It is known that alkalization of soil complicates mineral nutrition processes, inhibits the availability of several nutrients, causing serious deviations in the mineral composition of plants (Marschner, 2002). A prolonged influence of cement dust pollution results in serious changes in the functioning of the forest ecosystem. On the territory influenced by a cement plant alkalization may decrease the height growth and radial increment of trees as well as the length of shoots and needles (Rauk, 1995; Parn, 2002), but it may stimulate the proportion of heartwood and precocious maturation and ageing of the stand (Mandre et al., 2008). Our study showed that the deposition of great amounts of alkaline cement dust had resulted in changes in the pH and in the chemical composition of soil. A significant increase of the pH and the concentrations of Ca, Mg, K, and other dominant elements in dust were found. In alkaline soils with an increasing Ca concentration and pH and decreasing soil OM, the mobility of P is limited and its deficiency due to calcium phosphates of low solubility develops (Marschner, 2002). Deficiency of N in needles could be understood as N uptake limitation from soil. Both the total amount of soil N and its availability to plants are closely related to the OM content in soil (Marschner, 2002). The sharp decrease of N and C in soil may be a serious growth limiting factor for trees in the studied areas. Nitrogen recycling is of general interest and several factors may cause N decrease in alkalized soil. One of them may be microbiological activity. Nitrogen may have been lost by denitrification in relatively wet soils in the sample plot 2 km E. Therefore, loss of N through denitrification may be a possible explanation for N deficiency in the alkalized soil in the vicinity of the cement plant. Knowles (1981) concluded that the optimum pH for denitrification is 7.0-8.0. However, the results of Simek et al. (2002) suggest a broader range: 6.3-8.3. Paul & Clark (1996) found a very rapid increase of denitrification in the pH range of 7.5 to 8.2. Increasing activity of denitrifying bacteria at neutral pH of soil (Pritchett, 1979) and percentage of denitrifying bacteria near the cement plant (Mandre et al., 1986) were established. Some authors, on the contrary, argue that liming has no influence on N losses due to denitrification (Hellmann, 1993; Papke-Rothkamp, 1994).

[FIGURE 3 OMITTED]

On the other hand, at the sites with a high pH of soil an increased C/N ratio may occur due to mineralization, followed by N losses through leaching (Formanek & Vranova, 2003). On the contrary, at sites with calcareous subsoil with the pH 6.6-7.3 it was established that a low C/N ratio in litter facilitates N mineralization (Persson et al., 2000). Thus there is a large range of variability in critical C/N values. Within this range factors other than N content may be expected to regulate the mineralization-immobilization balance.

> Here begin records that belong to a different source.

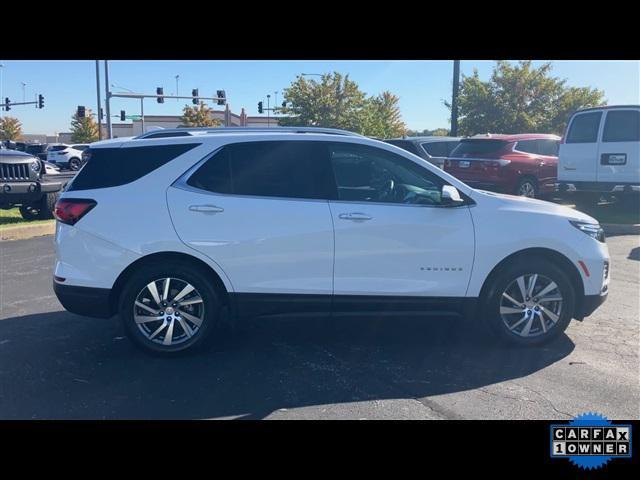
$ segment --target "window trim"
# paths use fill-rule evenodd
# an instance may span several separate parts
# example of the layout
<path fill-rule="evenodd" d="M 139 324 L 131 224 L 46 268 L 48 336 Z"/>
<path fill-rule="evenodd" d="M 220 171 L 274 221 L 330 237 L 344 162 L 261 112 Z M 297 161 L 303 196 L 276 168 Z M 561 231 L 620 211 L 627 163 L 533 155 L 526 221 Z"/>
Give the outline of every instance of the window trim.
<path fill-rule="evenodd" d="M 424 153 L 426 153 L 427 155 L 429 155 L 429 158 L 449 158 L 449 154 L 446 154 L 446 155 L 432 155 L 432 154 L 430 154 L 429 152 L 427 152 L 427 149 L 426 149 L 426 148 L 424 148 L 424 146 L 425 146 L 425 145 L 430 145 L 430 144 L 432 144 L 432 143 L 442 143 L 442 144 L 444 144 L 444 148 L 445 148 L 445 150 L 449 150 L 449 149 L 447 148 L 447 142 L 446 142 L 446 141 L 439 141 L 439 142 L 422 142 L 422 143 L 420 144 L 420 148 L 422 148 L 422 151 L 423 151 Z M 454 148 L 455 148 L 455 147 L 454 147 Z"/>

Finally, the most important reason for such a low N concentration at the most polluted site is the very small amount of OM in its soil. What happened to the organic layer on the 2 km E site is another question and hard to explain presently. Possible reasons for it may be a higher decomposition rate due to the higher pH (Haynes, 1986; Gebauer et al., 2000) and a lower litter accumulation due to the lower growth rate of tree stands (Rauk, 1995; Ots, 2002).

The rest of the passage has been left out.